On the one hand, she acknowledged that at that moment in her life, the trolls didn't have as much impact on her because that kind of loss already put her at what she called "rock bottom."
"Rock bottom sucks," she wrote, "But rock bottom is also eye opening. Because you understand and have experienced true pain. It makes the trolls seem even smaller than they usually are. Because no words they can use can ever compare to what you have lost."
She said that people who choose to "bully" women who've suffered miscarriages, no matter their circumstances, "are bringing a cruelty to the world that is wrong. You are contributing to feelings of shame, fear, insufferable pain."
In truth, miscarriages are tragically far more common than "polite society" would have people believe, and it's only in recent years that women have felt more confident in opening up about this lonely suffering.
According to WebMD, as many as half of pregnancies end in miscarraige, though in most of those cases, the woman may not know she was ever pregnant. Among recognized pregnancies, though, the percentages are still quite high, at 15-25 percent.
According to Hilaria, she came forward as a gesture of "love and support" for those other women who have felt like they were suffering alone. "Our system is broken," she wrote. "Time to support and stop the shaming of women, simply trying to create family and love."
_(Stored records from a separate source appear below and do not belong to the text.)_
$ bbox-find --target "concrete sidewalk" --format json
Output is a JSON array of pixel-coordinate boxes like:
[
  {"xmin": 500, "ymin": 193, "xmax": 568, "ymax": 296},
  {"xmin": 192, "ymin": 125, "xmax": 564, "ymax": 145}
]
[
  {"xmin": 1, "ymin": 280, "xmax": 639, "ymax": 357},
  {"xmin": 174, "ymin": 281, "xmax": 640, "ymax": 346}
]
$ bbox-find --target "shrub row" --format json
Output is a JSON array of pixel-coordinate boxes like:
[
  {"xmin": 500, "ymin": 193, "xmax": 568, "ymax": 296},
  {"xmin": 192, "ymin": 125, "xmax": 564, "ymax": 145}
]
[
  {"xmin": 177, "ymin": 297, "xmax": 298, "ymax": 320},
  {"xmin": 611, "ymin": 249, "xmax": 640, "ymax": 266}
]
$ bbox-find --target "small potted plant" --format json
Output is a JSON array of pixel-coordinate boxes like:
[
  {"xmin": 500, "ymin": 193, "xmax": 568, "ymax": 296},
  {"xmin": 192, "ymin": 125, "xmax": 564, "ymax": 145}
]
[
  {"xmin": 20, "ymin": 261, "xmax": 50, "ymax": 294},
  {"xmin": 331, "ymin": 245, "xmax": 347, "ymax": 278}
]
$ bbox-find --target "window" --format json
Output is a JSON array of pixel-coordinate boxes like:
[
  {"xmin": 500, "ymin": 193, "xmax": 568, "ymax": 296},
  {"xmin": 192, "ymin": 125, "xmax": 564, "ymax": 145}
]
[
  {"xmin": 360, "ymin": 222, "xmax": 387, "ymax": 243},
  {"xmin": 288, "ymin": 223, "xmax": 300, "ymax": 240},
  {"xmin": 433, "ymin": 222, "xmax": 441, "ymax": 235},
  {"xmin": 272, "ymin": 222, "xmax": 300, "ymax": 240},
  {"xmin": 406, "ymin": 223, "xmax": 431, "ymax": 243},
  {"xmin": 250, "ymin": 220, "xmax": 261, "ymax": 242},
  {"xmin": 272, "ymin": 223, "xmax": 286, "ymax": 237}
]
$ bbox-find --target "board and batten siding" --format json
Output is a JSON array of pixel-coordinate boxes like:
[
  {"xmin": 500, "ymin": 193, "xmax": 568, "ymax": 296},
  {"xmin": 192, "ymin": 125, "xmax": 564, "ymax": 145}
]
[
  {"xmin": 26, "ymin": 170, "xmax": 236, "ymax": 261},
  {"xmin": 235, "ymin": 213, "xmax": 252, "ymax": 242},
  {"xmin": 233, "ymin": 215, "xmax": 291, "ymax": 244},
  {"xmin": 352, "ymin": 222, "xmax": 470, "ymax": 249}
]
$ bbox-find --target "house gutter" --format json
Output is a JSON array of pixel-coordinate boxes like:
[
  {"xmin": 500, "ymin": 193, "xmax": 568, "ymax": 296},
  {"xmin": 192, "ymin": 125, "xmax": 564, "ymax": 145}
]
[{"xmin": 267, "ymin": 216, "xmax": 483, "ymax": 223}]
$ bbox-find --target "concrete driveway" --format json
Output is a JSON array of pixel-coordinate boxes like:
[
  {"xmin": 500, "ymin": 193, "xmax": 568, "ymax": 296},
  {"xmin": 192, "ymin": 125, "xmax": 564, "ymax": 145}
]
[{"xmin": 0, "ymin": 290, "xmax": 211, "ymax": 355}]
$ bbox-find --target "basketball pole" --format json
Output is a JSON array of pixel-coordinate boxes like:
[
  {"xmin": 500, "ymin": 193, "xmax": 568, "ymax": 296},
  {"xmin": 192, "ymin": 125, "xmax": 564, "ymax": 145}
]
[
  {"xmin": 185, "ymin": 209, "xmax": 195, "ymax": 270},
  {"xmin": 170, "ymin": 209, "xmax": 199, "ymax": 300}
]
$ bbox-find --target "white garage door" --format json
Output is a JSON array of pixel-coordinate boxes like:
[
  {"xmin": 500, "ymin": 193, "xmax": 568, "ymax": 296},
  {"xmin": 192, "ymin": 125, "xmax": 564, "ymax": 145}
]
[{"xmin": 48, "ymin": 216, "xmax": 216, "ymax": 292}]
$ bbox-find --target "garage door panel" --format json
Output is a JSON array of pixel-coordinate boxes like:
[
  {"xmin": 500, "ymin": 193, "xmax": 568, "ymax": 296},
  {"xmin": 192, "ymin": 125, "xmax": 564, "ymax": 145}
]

She said that she is "trying to promote the gift of being able to share what is going on." Women shouldn't be shamed for having a miscarriage, they shouldn't be judged for it, and they shouldn't be ashamed of it.
And perhaps the only weapon from them internalizing blame is to realize that they are not alone in this. Just as birth and sickness and death are a part of life, so is this. It is easily one of its most painful chapters, but these are not "broken" women, as Hilaria emphasized. These are simply women trying to bring more love and life into this world.
"We should never be ashamed of this," Hilaria concluded. "Even when it doesn't go as planned."